We have this lust for pay-back revenge even though our own Leader is the most celebrated victim of capital punishment in recorded history!

How would Jesus have reacted outside that Florida prison? I wager He would have been once again weeping. His tears would be not only for the just murdered man but also for the college students. I wager my sharp Sister of Charity would support that summation of her one-time first grade student. 

How is Old Sparky, aka the electric chair, or a lethal injection or gassing any different from the stoning clearly put down by the Christ in today’s Gospel? If one is genuinely pro life as many of us like to think we are, must we not struggle for life from the womb to the tomb? Given what the Master teaches us in this famous Gospel, must not rehabilitation rather than capital punishment be the most significant plank in our criminal justice system? And, if rehabilitation does not work, then there is always life behind bars without parole. The keys can justifiably be thrown away. Society must be protected. 

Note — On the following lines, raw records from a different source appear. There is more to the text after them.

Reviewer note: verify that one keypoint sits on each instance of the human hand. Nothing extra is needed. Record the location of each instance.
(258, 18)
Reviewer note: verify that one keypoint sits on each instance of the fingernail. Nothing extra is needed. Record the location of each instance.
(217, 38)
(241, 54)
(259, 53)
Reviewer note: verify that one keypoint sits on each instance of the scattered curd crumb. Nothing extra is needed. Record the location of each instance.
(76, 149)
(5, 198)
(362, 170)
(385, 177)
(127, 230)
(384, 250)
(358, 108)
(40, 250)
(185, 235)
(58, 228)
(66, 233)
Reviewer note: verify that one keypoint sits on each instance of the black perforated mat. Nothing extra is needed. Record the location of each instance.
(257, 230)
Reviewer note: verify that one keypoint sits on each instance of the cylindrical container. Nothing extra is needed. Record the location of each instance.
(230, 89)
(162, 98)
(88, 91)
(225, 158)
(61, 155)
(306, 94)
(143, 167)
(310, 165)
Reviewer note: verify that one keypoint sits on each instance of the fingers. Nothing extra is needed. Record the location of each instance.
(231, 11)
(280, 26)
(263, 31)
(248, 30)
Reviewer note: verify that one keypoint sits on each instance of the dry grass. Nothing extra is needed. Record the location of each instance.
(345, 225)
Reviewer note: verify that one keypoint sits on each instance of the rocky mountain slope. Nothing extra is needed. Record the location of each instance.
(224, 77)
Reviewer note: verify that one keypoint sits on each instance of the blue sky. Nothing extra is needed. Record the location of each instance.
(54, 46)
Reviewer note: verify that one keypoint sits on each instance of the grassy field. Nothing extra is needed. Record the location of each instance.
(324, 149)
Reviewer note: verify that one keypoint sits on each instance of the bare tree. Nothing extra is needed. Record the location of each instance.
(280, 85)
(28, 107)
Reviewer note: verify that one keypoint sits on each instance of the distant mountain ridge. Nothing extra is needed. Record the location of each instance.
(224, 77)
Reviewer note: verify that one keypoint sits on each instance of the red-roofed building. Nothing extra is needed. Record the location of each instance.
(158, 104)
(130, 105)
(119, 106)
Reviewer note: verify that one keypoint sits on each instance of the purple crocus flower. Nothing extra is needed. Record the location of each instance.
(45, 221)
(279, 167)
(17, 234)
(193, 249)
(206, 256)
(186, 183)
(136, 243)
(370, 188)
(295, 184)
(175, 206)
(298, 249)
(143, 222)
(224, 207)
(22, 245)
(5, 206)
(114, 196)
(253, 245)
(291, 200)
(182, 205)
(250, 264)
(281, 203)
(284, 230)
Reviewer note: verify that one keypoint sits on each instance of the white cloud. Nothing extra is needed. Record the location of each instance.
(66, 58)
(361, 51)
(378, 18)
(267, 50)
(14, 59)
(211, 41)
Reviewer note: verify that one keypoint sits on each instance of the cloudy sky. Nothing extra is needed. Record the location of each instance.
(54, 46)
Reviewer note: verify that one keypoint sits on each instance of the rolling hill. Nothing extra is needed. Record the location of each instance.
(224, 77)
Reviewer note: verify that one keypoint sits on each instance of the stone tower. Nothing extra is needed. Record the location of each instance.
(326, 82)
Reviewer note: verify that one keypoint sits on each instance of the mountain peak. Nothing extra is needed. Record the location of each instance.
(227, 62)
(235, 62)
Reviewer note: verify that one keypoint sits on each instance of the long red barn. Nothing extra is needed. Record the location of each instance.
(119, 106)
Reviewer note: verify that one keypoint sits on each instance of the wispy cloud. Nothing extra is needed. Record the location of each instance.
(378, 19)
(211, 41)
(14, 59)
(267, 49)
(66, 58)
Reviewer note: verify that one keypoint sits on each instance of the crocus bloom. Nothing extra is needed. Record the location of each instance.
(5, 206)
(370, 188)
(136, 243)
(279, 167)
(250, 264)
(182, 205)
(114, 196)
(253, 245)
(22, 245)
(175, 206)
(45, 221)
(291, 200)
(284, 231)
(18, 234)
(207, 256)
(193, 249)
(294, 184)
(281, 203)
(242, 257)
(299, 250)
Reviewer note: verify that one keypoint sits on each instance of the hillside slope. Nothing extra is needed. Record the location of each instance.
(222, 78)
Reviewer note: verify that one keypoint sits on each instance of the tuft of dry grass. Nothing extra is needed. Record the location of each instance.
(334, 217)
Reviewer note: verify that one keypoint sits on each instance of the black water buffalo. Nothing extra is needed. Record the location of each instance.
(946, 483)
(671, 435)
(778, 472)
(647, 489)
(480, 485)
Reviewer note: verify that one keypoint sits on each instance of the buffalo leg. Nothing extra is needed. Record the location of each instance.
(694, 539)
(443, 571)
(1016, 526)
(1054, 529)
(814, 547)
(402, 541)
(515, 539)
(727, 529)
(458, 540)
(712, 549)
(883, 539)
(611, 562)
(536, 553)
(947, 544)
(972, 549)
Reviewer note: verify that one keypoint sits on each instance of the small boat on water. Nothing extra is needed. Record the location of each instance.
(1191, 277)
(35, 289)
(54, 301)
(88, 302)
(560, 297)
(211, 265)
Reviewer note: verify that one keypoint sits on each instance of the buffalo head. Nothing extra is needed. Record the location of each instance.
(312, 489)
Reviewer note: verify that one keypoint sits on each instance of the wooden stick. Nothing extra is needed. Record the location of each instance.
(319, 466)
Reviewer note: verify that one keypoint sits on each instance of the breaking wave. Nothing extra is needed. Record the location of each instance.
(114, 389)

This Gospel does give us a lot to think about, does it not? It can cause us to sit down face in hand and rethink our own position on capital punishment. But I do suspect that is what our controversial Teacher intended in the first place. 

After all, His audiences did regularly run Him out of almost every town He preached in. Clearly He was not throwing pious platitudes at them. The record shows that every time He spoke it was a “go for broke” scenario. He was the supreme challenger. He remains so today. 

Scholars say that our early followers in the faith found themselves upset by this Gospel account. They wished John had never written it. In their mind, the narration has the Teacher being soft on sin. But this is sheer nonsense. Jesus does not say to the woman, “Worry not. Adultery is quite permissible.” Rather, He does say without qualification and, I dare say, with some anger once they were alone together, “Go, but do not sin again.” 

The next time you find yourself pointing a finger in accusation at someone, do steal a look at the three fingers that are accusingly pointing themselves at your own honorable self. Then put the wagons in a circle and reconsider your accusation. 

At that point, consider Mother Teresa’s advice. The fruit of silence is prayer. The fruit of prayer is faith. The fruit of faith is love. The fruit of love is service. The fruit of service is peace.